Skype’s architecture, though, was more complex than simple client-server. Everybody was a client and a server at the same time. What would “one client at a time” even mean? It would have created more problems than it would have solved. So, we realized that what were dealing with was not a messaging problem, but more of a distributed database problem. And through some brilliant engineering by Indrek, we created a system based on “synchronizing”. That is, each device signed in with a particular username has a local database of all chats, and when (re)connected to the Skype network, synchronizes the chats with the “Skype cloud”, posting messages created locally, and retrieves new ones from the cloud.

It sounds complex, and it is. Initially it was quite buggy, but over time, I think it has worked remarkably well. I myself use Skype across multiple devices and overall it works really great. I absolutely think it was the right decision as I could foresee Skype being used across multiple computers and other devices. Extrapolate this approach to the iPhone version and you see what I mean.

I have not looked at Wave protocol guts, but it feels that our design and implementation was/is fairly similar to the gist of Wave federation, except that Wave is more complex, spanning multiple servers, networks and who knows what else. But all in all, you have a collection of waves, and in those, you post messages locally and retrieve remote ones, and it works quite nicely already today, e.g across multiple browsers.

One important thing that Skype and Wave do right, but that’s completely broken in Twitter, is the distribution of metadata, and in particular read/unread states. In Skype, we synchronize not only message content, but also the read/unread state, and Wave does the same. But in Twitter, it highly annoys me that there is no facility to synchronize read/unread state, and I have to read the same tweets ten times across different clients and devices.
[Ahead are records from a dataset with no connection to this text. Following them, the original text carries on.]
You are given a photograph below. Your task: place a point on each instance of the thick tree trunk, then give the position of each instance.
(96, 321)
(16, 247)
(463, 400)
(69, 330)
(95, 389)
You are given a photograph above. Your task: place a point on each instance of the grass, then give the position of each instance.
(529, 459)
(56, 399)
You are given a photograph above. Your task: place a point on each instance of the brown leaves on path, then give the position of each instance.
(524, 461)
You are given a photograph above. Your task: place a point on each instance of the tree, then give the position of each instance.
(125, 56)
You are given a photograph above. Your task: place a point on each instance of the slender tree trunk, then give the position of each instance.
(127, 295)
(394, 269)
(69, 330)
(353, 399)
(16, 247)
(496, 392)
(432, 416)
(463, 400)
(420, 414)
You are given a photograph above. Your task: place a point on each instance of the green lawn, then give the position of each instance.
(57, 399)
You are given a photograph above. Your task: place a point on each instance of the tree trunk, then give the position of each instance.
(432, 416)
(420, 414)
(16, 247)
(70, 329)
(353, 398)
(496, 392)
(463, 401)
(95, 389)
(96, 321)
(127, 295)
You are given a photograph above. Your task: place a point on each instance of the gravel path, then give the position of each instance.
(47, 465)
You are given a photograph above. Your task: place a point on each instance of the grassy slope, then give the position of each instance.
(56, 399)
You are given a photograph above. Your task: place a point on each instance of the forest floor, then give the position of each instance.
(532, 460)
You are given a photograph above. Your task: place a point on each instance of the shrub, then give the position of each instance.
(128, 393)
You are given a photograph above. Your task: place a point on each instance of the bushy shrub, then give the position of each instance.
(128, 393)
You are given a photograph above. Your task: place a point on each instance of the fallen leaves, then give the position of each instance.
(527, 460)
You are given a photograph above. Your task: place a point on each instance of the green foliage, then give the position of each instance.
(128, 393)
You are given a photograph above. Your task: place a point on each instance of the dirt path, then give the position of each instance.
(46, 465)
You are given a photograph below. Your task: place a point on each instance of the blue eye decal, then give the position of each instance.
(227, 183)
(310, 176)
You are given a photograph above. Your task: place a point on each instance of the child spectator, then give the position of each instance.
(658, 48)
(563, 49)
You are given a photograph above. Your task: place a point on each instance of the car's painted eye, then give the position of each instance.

Interestingly, email can work using both models. The “old MSN/AIM etc” is POP3 where content is downloaded to client and deleted from cloud, and the new Skype/Wave model is IMAP. (Though these days, probably very few people use POP3 or realize the difference.)

So there; that’s some of the thinking that went into Skype Chat that continues to serve the global Skype community. I’m extremely proud of it and as I said, it’s one of my most important works to date. I don’t know what’s next for it; I do know that Skype’s “conversations” pitch that they practiced around Windows version 4 has much of the same goals that Wave tries to achieve, with perhaps voice and video other added goodies. We’ll see what comes next.